パラドクスの小匣

南原四郎、こと潮田文のブログです。

願望

2012-12-21 17:36:57 | Weblog
 経済学者の竹森俊平は、福島原発事故を、アメリカのリーマンショックを誘発した低所得者向けの住宅ローン、サブプライムローンと似た構造をもっているという。

 サブプライムローンは、ずいぶん前から危ない、続くはずがないと言われながら続いていたのは、アメリカ政府による「暗黙の支持」があったからだという。

 アメリカは、政府による低所得者向け住宅政策がほとんどないという特異な国で(実は日本はそれに増して「ない国」なのだが、ひとまずそれは措くことにする)、それでフレディマックとかメイといった「政府系」の金融会社にそれを担わせたことを、市場は知っていたので、万が一の事態が起きても政府が面倒を見るだろうと思って、事業は「続いていた」というのだ。

 それが2007年についに破綻したわけだが、ただアメリカの住宅ローンはノンリコースローンなので、ローンを払えなくなった貧乏人は、文無しで追い出されるが、ローンの残額を支払う義務はない。

 金融会社は、半額か半額以下になった住宅を処分して差額の損失は金融会社が担う。

 これがノンリコースローンだが、日本はリコースローンなので、家を失ってなお、高額の借金を背負うことになる。

 全く驚いたシステムであるが、ノンリコースローンが導入される気配はない。

 アメリカに低所得者向け住宅政策が「ない」ということは、アメリカ映画には、たとえばイタリア映画の『鉄道員』の舞台になったような貧困者向けアパートをあまり見かけないことでも知れるが、しかし低所得者向け住宅がないわけではないだろう。

 というのは、誰だったか忘れたが、有名な理論物理学者が若い頃、アメリカに留学したときの話として、日本のように住む家の心配をしないですんだのが精神的に大変に助かったと書いてあった。

 アメリカには公的医療保険制度は存在しないが、その代わり、貧困者、高齢者向けの政府の医療費負担は膨大で、全予算の三分の一が医療費だったはず。

 ただし、「高額な医療」は受けられない。

 つまり、貧困者向の医療けでしかないが、臓器移植は貧困者向けの「メディケイド」で受けることができると、日本人の女性が新聞のコラムで書いていた。

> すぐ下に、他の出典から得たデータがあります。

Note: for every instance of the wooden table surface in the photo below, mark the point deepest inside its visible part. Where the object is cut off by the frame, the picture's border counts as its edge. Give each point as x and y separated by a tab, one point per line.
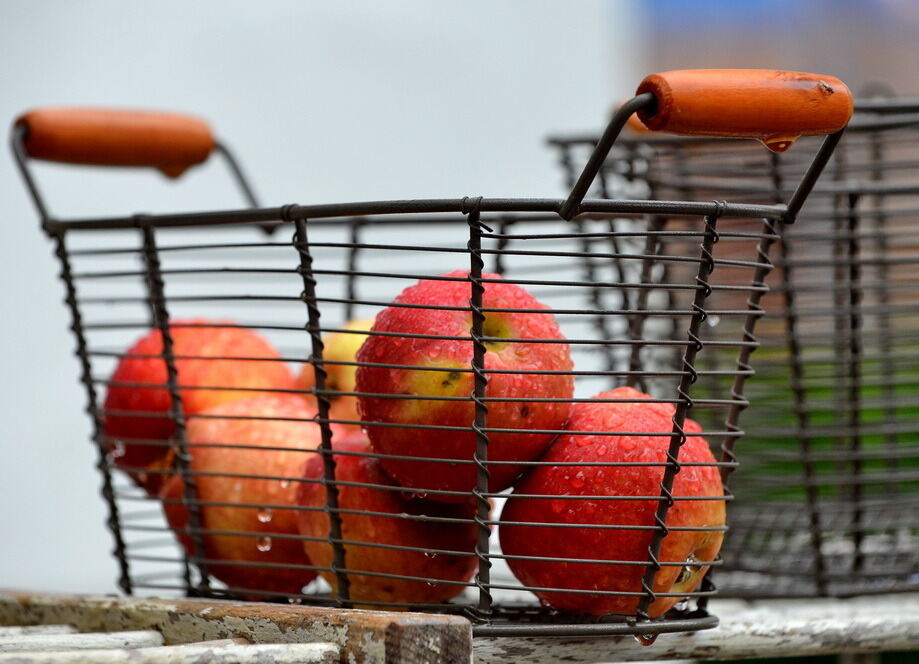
775	628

 ただ、貧困者向けは、資格認定が大変らしいが、ともかく(州ではなく、国の)税金の医療費負担が国防予算とほぼ同額だったはず。

 残りの三分の一は、年金等の社会保険費用だったように思うが、ともかく、アメリカでは伝染病のワクチンは無料だ。

 多分、どこだって無料だと思うが、日本では、「世界に冠たる保険制度」がありながら、ワクチン接種は一万円から数万円かかる。

 ワクチン接種が有料なのは、日本の国家予算の医療費は、公的医療保険の赤字分の補填に使われていて、直接の医療費としてはほとんど使われていないからではないだろうか。

 実際、日本の予算に占める「医療費」の割合は、ほんの数%だ。

 その分、我々は頼母子講形式でやってますから、というわけだ

 それはともかく、要は、「問題の所在をどこに見いだすか」、だ。

 だとすれば、今回の原発事故の「問題」は、「発展途上国から先進国への進化に伴って行われるシステムの転換の失敗」にあるという問題指摘は、まさに原発に限らず、すべてについて言い得ることで、「国益を守ることができれば」とか、何を言っているのかと言いたい。

 今の日本は「大枠」で言えば、諸外国に比べてうまくいっているのだけれど、それが、かえって先進国型の社会への転換を妨げているのだ。

 住宅政策で言うと、リーマンショック後、EUでも韓国でも中国でも低所得者向けの住宅建設をはじめているが、日本だけがまったく動いていない。

 みんな持ち家で、貧困者のいない国、それが本当の先進国だと日本の為政者は思っているのだろうか。

 それこそ、発展途上国の願望だと思うのだが。